Quand le « Liaozhai » rencontre le « Fantastique » français
2021-08-30 11:31:00
Shen Dali

  Fin 2020, la China's Foreign Language Teaching and Research Press et l'Éditeur français Bibliothèque de l'Image ont coédité la version française illustrée du Liaozhai zhiyi (ci-après appelé Liaozhai) en reliure traditionnelle chinoise. Les éditeurs ont souligné qu'il s'agit de la première version française illustrée du Liaozhai publiée à l'étranger. La Fnac, chaîne de magasins française spécialisée dans la distribution de produits culturels, a dépeint les personnages principaux de ce classique chinois comme de belles et gentilles « fées renardes », et a rappelé que cette imagerie a inspiré de nombreux artistes.

  Le Liaozhai se distingue des contes occidentaux

  Le Liaozhai est un « bassin de pensées ». Selon les observations faites sur le Liaozhai par le sinologue français André Lévy (1925 - 2017), ce livre émerveille les lecteurs par son charme inhabituel. Il a ainsi affirmé que le Liaozhai était sans égal dans la république des lettres. En comparant le Liaozhai aux contes de fées occidentaux traditionnels, Jacques Serre, critique littéraire français, constate que les histoires étranges occidentales se situent généralement à une époque où les animaux sont doués de la parole, ou que les personnages évoluent dans un monde imaginaire régi par des règles immémoriales. En Chine, en revanche, fées, démons et fantômes cohabitent avec les êtres humains et partagent de la manière la plus naturelle qui soit les mêmes valeurs que ces derniers.

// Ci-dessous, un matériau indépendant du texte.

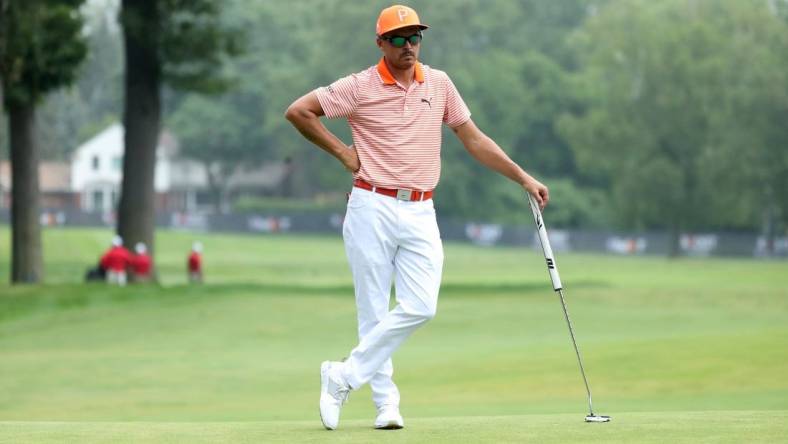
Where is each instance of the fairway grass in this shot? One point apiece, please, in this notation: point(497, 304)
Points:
point(650, 427)
point(682, 350)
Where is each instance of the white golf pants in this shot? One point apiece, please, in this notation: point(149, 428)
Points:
point(116, 277)
point(387, 240)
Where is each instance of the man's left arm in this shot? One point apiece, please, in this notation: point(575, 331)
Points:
point(489, 154)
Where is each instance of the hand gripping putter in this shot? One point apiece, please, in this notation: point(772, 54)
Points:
point(552, 268)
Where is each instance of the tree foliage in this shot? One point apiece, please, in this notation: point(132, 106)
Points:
point(40, 48)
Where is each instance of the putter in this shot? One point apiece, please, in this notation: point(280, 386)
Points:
point(552, 268)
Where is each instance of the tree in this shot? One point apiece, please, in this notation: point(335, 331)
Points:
point(40, 48)
point(659, 84)
point(182, 43)
point(232, 137)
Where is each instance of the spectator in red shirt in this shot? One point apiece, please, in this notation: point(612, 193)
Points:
point(115, 261)
point(194, 264)
point(141, 264)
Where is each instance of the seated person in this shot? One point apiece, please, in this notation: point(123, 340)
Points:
point(140, 264)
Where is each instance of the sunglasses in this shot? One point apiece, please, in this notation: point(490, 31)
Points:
point(398, 41)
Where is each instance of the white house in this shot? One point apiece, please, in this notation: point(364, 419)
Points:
point(97, 168)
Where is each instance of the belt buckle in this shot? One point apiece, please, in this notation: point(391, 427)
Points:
point(404, 194)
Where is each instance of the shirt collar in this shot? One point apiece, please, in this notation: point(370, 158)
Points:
point(388, 79)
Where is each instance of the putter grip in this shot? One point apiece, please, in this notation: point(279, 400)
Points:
point(552, 267)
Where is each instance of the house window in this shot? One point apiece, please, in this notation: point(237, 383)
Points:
point(98, 200)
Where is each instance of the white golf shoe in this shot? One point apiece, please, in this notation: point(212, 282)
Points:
point(334, 392)
point(389, 418)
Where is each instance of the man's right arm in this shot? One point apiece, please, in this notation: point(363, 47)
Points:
point(305, 114)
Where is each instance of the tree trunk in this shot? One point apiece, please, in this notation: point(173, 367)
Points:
point(26, 264)
point(142, 120)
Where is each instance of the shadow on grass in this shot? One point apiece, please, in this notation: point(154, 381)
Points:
point(16, 302)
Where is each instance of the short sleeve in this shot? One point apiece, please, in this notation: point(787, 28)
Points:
point(456, 112)
point(339, 99)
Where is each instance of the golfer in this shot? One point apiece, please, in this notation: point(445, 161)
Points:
point(395, 110)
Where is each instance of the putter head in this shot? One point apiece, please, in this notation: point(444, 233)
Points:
point(595, 418)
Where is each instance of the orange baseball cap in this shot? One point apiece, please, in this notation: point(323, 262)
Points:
point(396, 17)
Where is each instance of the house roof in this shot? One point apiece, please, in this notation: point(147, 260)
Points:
point(52, 176)
point(112, 136)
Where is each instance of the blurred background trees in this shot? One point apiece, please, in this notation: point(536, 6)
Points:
point(41, 45)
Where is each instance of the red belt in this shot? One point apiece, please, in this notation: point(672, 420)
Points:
point(401, 193)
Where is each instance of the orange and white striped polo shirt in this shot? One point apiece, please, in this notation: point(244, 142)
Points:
point(396, 131)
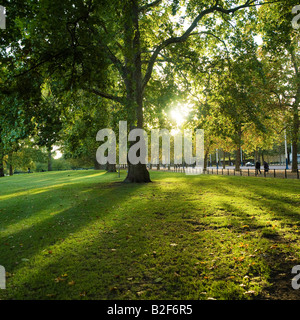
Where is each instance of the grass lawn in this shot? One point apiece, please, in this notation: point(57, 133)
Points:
point(86, 235)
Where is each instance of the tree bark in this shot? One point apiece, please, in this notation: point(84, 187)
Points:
point(295, 131)
point(238, 159)
point(295, 140)
point(1, 166)
point(205, 160)
point(49, 159)
point(11, 172)
point(138, 172)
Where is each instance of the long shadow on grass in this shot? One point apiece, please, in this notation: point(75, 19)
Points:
point(25, 244)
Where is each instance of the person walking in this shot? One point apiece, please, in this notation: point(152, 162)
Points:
point(257, 167)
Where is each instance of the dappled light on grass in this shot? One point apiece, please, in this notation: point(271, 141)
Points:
point(177, 238)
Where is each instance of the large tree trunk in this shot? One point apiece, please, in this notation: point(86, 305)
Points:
point(205, 160)
point(138, 172)
point(11, 172)
point(295, 113)
point(1, 166)
point(1, 161)
point(295, 141)
point(49, 159)
point(238, 159)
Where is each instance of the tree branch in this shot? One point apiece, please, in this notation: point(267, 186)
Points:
point(187, 33)
point(145, 7)
point(106, 95)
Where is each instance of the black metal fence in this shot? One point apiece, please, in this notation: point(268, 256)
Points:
point(271, 173)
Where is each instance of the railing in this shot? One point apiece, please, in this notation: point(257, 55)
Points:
point(271, 173)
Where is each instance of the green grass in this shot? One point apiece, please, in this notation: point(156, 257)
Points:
point(86, 235)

  La préface de Pu Songling avise le lecteur de la raison pour laquelle l'auteur a écrit Liaozhai : « Je ne suis que la pâle flamme de la luciole d'automne, avec laquelle les gobelins se disputent la lumière ; un nuage de poussière tourbillonnant, raillé par les ogres des montagnes. Sans avoir le talent de Gan Bao (280 - 336, auteur de Soushen Ji, ou À la recherche des esprits), j'aime pourtant moi aussi ‹chercher les esprits › ; je ressemble en cela à Su Shi (1037 - 1101, célèbre érudit de la dynastie des Song), qui appréciait écouter les gens raconter des histoires de fantômes. Ce que j'ai entendu, je l'ai couché sur papier, et c'est ainsi que cette collection est née ».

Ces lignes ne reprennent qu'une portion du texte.